Hormonal Regulation of Follicle-Stimulating Hormone Glycosylation in Males

Abstract

The Follicle-Stimulating Hormone plays an important role in the regulation of gametogenesis. It is synthesized and secreted as a family of glycoforms with differing oligosaccharide structure, biological action, and half-life. The presence of these oligosaccharides is absolutely necessary for the full expression of hormone bioactivity at the level of the target cell. The endocrine milieu modulates the glycosylation of this hormone. During male sexual development a progressive increase in FSH sialylation and in the proportion of glycoforms bearing complex oligosaccharides are the main features in this physiological condition. In late puberty, FSH oligosaccharides are largely processed in the medial- and trans-Golgi cisternae of the gonadotrope and remain without changes throughout adult life. In experimental models, the absence of gonads severely affects FSH sialylation; androgen administration is able to restore the characteristics observed under physiological conditions. The expression of ST6 beta-galactoside alpha-2,6-sialyltransferase 1 is hormonally regulated in the male rat; it decreases after short periods of castration but increases markedly at longer periods of androgen deprivation. Although ST3 beta-galactoside alpha-2,3-sialyltransferase 3 is expressed in the male rat pituitary it is not influenced by changes in the endocrine milieu. The oligosaccharide structure of FSH has an impact on the Sertoli cell endocrine activity. In more advanced stages of Sertoli cell maturation, both sialylation and complexity of the oligosaccharides are involved in the regulation of inhibin B production; moreover, FSH glycoforms bearing incomplete oligosaccharides may enhance the stimulatory effect exerted by gonadal growth factors. In this review, we discuss available information on variation of FSH glycosylation and its hormonal regulation under different physiological and experimental conditions, as well as the effect on Sertoli cell endocrine activity.
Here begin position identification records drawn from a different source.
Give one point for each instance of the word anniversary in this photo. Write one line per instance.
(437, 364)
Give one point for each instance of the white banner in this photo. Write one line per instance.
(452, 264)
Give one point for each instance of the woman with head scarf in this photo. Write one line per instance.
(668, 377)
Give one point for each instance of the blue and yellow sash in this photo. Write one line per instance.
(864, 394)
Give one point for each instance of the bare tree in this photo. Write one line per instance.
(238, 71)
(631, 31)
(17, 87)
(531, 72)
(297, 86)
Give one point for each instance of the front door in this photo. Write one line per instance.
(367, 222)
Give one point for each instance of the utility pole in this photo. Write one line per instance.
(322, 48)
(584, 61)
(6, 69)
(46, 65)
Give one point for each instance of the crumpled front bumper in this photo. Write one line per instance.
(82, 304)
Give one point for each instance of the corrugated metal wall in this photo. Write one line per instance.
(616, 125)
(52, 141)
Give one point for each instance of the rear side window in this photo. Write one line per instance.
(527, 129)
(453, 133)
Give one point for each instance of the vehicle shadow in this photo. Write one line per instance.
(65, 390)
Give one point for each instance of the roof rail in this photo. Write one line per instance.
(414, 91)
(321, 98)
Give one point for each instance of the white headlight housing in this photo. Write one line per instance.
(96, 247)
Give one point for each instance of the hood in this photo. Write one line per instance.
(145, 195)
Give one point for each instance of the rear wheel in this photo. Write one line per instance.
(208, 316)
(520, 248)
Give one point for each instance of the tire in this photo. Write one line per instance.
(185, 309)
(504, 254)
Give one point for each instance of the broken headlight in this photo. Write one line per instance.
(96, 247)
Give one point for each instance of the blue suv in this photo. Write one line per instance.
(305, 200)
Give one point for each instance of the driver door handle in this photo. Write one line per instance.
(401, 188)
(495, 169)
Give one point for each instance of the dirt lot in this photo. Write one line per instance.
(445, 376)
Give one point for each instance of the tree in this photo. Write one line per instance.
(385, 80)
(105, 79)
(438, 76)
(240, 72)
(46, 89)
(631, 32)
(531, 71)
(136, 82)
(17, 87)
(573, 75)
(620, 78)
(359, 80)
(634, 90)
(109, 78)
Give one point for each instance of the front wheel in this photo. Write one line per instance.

Keywords: Follicle-stimulating hormone glycosylation; Sertoli cell; hormonal regulation; inhibin; male gonad.

Figure 1

(A) Summary of the N-glycan biosynthetic pathway: N-linked glycosylation begins in the RER with the co-translational transfer of a dolichol-linked Glc₃Man₉GlcNAc₂ to a Asn-X-Ser/Thr motif. In the cis-Golgi cisterna, additional mannose residues are removed. In medial-Golgi, hybrid-, and complex-type precursors are formed by the addition of N-acetylglucosamine (GlcNAc) residues. In the trans-Golgi, sequential addition of galactose, and sialic acid occurs. Alternatively, sequential addition of N-acetylgalactosamine (GalNAc) and sulfate (SO₄) produces sulfated oligosaccharides. (B) Some of the N-linked oligosaccharide structures present on human FSH: High mannose and hybrid type N-glycans are incomplete oligosaccharides. Bi- and tri-antennary oligosaccharides are complex type N-glycans. A “bisecting” GlcNAc residue attached to the β-mannose of the core may be present in complex and hybrid-type oligosaccharides. Glycoforms lacking terminal residues such as fucose, galactose, GalNAc, sulfate, and/or sialic acid may also be present.

Figure 2

Schematic representation of FSH effect on Sertoli cell endocrine activity at different stages of maturation. (A) Immature Sertoli cell: arrows indicate the effects of recombinant human FSH (rhFSH) and basic charge analogs (BA-FSH) isolated at pH 5-7 on estradiol (E₂) and inhibin B production. (B) Sertoli cell at advanced stage of maturation: arrows indicate the effects of rhFSH, growth factors produced by germ cells (TGF-β, EGF, IGF-1), and FSH glycoforms bearing high-mannose and hybrid- type oligosaccharides (HY-FSH) on inhibin B production.